Because it is important to develop courses for those in the HR/Recruiting. But let us not forget the line managers for it is there that all the great work that happens at the attraction stage goes to waste. And lets educate senior management on the impact they can have on recruitment.

The Rooster

Where should recruitment sit in the organisation? part 3

March 12th, 2007 by Keith Robinson

So in the final part of this series, where do I believe recruitment should sit in and organisation? 

For me the answer should be simple, where the organisation has significant hiring needs to justify a stand alone team, then this should report into Marketing with a strong dotted line into HR.
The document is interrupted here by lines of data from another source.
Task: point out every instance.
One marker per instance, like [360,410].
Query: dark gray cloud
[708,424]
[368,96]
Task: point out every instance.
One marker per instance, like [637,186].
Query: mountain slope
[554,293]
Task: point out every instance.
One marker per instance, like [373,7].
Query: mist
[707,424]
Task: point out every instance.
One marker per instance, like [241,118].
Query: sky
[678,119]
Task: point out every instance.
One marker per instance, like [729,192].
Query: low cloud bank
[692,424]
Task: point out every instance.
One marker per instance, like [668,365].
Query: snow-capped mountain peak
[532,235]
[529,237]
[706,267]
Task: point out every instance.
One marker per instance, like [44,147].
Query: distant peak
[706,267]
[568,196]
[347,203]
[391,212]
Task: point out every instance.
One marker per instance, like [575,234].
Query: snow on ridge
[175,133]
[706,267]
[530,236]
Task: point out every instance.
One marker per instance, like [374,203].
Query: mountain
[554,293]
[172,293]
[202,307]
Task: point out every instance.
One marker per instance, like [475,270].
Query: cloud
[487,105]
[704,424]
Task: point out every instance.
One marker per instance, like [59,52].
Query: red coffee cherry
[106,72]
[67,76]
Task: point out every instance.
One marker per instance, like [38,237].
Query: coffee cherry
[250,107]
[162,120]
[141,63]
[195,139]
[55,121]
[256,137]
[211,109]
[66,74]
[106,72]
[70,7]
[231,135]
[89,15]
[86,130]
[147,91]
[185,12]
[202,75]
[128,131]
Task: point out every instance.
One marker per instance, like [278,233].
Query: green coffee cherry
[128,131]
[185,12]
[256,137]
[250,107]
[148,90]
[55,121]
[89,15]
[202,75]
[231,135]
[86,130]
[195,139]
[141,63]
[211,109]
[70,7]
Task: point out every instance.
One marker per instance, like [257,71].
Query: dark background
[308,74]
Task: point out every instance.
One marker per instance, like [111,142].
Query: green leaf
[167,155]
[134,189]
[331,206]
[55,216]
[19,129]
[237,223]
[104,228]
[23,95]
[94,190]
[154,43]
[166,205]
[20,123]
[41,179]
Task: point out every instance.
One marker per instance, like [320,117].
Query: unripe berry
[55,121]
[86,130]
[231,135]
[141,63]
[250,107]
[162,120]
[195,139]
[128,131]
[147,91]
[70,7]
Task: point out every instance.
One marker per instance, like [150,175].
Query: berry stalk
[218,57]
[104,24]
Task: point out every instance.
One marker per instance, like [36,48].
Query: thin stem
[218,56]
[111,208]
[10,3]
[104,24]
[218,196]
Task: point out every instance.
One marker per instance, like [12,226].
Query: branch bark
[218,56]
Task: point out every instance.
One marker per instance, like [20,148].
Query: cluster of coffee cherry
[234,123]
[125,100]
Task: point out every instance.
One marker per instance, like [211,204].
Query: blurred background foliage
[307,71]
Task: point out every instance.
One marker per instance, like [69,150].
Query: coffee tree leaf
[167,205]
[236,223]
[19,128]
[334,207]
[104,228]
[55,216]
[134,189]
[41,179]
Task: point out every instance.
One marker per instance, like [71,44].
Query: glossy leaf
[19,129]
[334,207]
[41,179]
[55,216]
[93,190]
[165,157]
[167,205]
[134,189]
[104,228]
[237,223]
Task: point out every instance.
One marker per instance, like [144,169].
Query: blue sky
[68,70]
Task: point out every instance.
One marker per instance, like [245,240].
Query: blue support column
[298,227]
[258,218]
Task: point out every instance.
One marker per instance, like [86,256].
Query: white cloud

For a medium sized company with one recruiting professional in-house it should sit in HR with a very strong dotted line into Marketing.

With organisations without in-house recruiting professionals this function should be handled by an HR generalist and therefore left within the HR function. But ensure that this individual gets some recruitment-related training.

So why Marketing? Well, to me recruitment today is Marketing, when you look at the core attributes:

  • Research consumer/jobseeker opinions of the organisation
  • Identify the values, attritutes, positives, and message that reflect both reality and resonate with the audience
  • Build the brand
  • Identify the channel to the candidates
  • Create the message and attract- reflecting both the audience and the channel/medium
  • Manage the response- treat the jobseeker as if they are consumer
  • Build a two way relationship with those candidates you may wish to hire in the future
  • Sell- yes the interview is as much a sell as it is an interview. It is a 2-way sales process, they sell to you and you sell to them
  • Close- yes again you need to close, get them to commit
  • For those that don’t make it look after them, they may be a customer or future customer. Or simply remember they are people and therefore deserve your respect

So to me recruitment is about a skill and competency set that already exists in the marketing function; therefore why re-invent the wheel?

But ultimatly in an organisation there should be alignment between the Corporate goals of finding great talent and the internal key functions; HR, Marketing and Corporate Affairs.

Getting these functions working together and you can have a great recruiting team!